G eneral insurance firms have adapted well after a year of regulation but the public seem largely unaware of the changes.

CBK principal Peter Chadborn thinks regulation has not helped to boost trust in the protection market. He says: “Consumers may be aware of the greater paperwork involved in the sales process and that it is more time-consuming but that is about it.”

But Scottish Equitable product development manager Stephen Crosbie thinks regulation has taken a small step towards improving consumer confidence although there is much further to go.

“As an industry, we are starting to work with consumer groups and the message will get through eventually. It is important to focus on the positives. Many more people successfully claim than do not and we have a tendency as an industry to focus only on those who do not,” he says.

Scottish Widows protection marketing director Nick Kirwan thinks that FSA regulation is likely to have improved consumer trust but he believes that the process was a missed opportunity.

He says it would have made more sense to align general insurance regulation with mortgage regulation because these products are sold together. Investment and protection products are not sold together and he believes that the consumer experience is disjointed.

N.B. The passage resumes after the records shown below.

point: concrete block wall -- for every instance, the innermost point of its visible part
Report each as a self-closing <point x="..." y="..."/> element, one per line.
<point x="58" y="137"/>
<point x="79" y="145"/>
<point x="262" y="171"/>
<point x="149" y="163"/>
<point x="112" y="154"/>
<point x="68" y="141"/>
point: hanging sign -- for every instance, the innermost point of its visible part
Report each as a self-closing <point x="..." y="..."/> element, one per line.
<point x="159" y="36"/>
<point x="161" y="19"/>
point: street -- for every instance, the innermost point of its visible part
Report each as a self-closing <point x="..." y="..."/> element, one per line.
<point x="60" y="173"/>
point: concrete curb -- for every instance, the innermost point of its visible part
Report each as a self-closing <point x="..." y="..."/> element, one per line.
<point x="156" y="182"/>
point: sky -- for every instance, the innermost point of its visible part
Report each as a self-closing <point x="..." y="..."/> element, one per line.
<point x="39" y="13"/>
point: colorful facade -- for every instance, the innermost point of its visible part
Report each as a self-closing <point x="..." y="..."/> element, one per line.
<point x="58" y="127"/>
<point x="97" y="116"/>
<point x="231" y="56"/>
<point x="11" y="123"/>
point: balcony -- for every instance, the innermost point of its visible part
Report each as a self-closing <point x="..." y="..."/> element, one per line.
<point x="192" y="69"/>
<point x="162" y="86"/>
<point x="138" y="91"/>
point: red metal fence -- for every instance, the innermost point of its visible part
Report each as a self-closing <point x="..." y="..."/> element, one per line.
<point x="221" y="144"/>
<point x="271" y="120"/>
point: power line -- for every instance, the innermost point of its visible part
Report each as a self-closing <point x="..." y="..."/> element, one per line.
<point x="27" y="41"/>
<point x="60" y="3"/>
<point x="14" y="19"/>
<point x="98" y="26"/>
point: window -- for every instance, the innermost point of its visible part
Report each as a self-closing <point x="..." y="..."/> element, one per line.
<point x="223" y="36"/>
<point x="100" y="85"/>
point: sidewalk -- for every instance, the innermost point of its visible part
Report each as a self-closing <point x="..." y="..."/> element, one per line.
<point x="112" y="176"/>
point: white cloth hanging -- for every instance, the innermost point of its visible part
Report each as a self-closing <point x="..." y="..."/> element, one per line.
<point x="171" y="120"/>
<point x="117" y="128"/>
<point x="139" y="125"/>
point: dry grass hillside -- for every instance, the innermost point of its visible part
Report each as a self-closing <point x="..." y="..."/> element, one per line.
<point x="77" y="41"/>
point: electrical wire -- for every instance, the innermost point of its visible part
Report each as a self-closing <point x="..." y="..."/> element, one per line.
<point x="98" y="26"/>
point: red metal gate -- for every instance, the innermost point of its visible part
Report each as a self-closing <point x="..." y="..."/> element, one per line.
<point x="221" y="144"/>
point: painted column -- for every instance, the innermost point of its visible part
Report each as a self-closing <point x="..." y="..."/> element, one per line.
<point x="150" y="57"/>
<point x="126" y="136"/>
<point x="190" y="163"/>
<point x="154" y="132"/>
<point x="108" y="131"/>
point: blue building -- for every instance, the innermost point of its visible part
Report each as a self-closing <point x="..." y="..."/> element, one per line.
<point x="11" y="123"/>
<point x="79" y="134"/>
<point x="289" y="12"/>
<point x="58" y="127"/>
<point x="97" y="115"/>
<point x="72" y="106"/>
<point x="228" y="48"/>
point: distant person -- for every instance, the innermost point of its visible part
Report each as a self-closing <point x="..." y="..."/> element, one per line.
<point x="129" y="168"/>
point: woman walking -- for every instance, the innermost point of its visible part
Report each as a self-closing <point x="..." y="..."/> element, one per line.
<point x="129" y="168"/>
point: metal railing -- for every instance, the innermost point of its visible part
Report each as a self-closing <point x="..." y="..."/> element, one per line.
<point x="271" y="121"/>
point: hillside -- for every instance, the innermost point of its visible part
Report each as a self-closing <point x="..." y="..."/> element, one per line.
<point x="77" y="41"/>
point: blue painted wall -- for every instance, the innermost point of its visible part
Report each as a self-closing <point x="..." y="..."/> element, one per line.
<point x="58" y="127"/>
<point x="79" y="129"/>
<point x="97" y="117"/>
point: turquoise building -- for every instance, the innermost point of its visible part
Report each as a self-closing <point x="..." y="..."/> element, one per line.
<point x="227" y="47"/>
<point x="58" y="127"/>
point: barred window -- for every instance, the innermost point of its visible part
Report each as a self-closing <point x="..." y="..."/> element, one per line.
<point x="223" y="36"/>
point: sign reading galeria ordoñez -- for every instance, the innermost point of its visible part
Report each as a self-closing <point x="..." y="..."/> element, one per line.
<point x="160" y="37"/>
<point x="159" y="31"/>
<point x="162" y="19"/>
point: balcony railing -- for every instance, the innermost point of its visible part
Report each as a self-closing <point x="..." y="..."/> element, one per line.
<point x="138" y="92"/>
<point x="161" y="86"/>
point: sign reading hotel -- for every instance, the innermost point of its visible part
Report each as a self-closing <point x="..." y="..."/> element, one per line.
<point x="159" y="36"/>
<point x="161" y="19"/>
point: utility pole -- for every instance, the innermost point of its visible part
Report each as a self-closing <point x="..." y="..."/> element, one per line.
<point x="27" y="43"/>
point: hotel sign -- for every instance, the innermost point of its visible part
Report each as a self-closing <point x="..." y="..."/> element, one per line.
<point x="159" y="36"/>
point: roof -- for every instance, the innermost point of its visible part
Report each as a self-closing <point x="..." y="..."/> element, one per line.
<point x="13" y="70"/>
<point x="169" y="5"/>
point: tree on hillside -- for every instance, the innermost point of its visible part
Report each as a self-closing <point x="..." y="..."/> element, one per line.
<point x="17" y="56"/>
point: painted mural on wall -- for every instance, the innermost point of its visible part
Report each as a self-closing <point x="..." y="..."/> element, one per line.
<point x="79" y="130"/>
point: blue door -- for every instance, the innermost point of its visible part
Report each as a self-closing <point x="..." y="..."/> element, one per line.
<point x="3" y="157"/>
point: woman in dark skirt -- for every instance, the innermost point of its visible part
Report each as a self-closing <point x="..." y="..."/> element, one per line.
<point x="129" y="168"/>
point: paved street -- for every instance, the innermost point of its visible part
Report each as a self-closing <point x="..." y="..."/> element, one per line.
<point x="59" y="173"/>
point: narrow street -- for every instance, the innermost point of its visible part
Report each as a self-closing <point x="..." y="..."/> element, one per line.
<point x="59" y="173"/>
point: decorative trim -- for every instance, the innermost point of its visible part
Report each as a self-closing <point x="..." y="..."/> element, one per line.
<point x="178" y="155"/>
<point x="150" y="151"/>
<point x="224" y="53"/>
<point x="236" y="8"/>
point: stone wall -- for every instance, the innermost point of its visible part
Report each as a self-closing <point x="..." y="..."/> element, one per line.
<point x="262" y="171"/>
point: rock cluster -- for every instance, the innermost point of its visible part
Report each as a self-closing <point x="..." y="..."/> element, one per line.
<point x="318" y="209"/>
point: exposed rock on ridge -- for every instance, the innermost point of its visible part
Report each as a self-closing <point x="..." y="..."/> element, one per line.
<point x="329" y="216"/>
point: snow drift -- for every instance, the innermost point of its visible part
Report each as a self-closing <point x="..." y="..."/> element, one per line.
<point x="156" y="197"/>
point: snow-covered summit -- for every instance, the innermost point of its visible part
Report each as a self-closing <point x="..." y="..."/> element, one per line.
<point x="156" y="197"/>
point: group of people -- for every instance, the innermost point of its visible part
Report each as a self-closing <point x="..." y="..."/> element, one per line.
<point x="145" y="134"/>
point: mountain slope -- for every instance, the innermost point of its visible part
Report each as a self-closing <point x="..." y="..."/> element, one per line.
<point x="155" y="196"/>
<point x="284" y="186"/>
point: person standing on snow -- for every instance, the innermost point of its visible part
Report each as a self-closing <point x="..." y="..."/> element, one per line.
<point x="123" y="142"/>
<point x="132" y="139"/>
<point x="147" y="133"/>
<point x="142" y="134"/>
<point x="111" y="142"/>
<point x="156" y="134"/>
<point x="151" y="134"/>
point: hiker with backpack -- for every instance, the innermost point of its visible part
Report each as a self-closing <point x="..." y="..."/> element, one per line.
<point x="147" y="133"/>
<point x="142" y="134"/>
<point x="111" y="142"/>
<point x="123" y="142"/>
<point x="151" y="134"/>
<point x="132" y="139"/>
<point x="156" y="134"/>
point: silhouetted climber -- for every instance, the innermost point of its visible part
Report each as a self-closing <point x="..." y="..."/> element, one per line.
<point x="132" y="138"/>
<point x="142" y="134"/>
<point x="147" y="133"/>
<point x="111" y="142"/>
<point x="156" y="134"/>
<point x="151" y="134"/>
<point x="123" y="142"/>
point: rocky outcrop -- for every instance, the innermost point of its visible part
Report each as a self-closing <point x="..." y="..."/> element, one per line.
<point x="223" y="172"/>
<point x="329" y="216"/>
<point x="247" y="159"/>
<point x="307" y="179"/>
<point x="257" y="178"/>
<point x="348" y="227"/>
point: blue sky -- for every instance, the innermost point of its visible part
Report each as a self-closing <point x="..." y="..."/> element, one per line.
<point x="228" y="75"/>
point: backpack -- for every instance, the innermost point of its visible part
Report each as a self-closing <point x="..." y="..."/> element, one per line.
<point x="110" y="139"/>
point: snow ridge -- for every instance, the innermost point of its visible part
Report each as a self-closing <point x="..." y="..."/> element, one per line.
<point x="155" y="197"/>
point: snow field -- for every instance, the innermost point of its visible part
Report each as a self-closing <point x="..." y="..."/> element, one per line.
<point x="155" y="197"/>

Kirwan adds: “Customers’ ability to take things in has not changed. I suspect that when a customer has been sitting in an interview talking about finance for a few hours their eyes glaze over and they do not take it all in.”

Looking more generally at the impact of regulation on the protection market, Kirwan thinks one of the disadvantages is the removal of free accident sickness unemployment cover and mortgage payment protection insurance.

In January 2005, mortgage lenders such as Nationwide and Nottingham Building Society ended their free accident sickness and unemployment cover in response to the mounting costs of GI regulation. This raised concerns that customers would be left with unprotected mortgages.

Compliance Solutions managing director Gary Dixon says most IFAs handled GI regulation competently but the pure GI firms have struggled and training was prominent towards the end of last year.

He says: “The FSA will be stricter with firms in 2006. Over the last year, most people have coped fairly well with the general insurance rules as they have come in. But further work is required with the FSA who are still finding their feet on a number of issues.”

One issue highlighted by Dixon is the control of appointed representatives as the FSA did not anticipate that so many appointed representative firms would apply for authorisation and had nothing in place to deal with these firms.

Dixon says that after focusing so much attention on mortgage and GI advisers, the FSA needs to start looking at investment business again.

Investment Quorum managing director Lee Robertson says although regulation has made little difference to his company’s working practices, it will have had an impact on costs for protection-only advisers. “These increases in costs for protection advisers will probably be reflected back to the consumer in the form of higher premiums, although it is still too early to tell if this will happen.”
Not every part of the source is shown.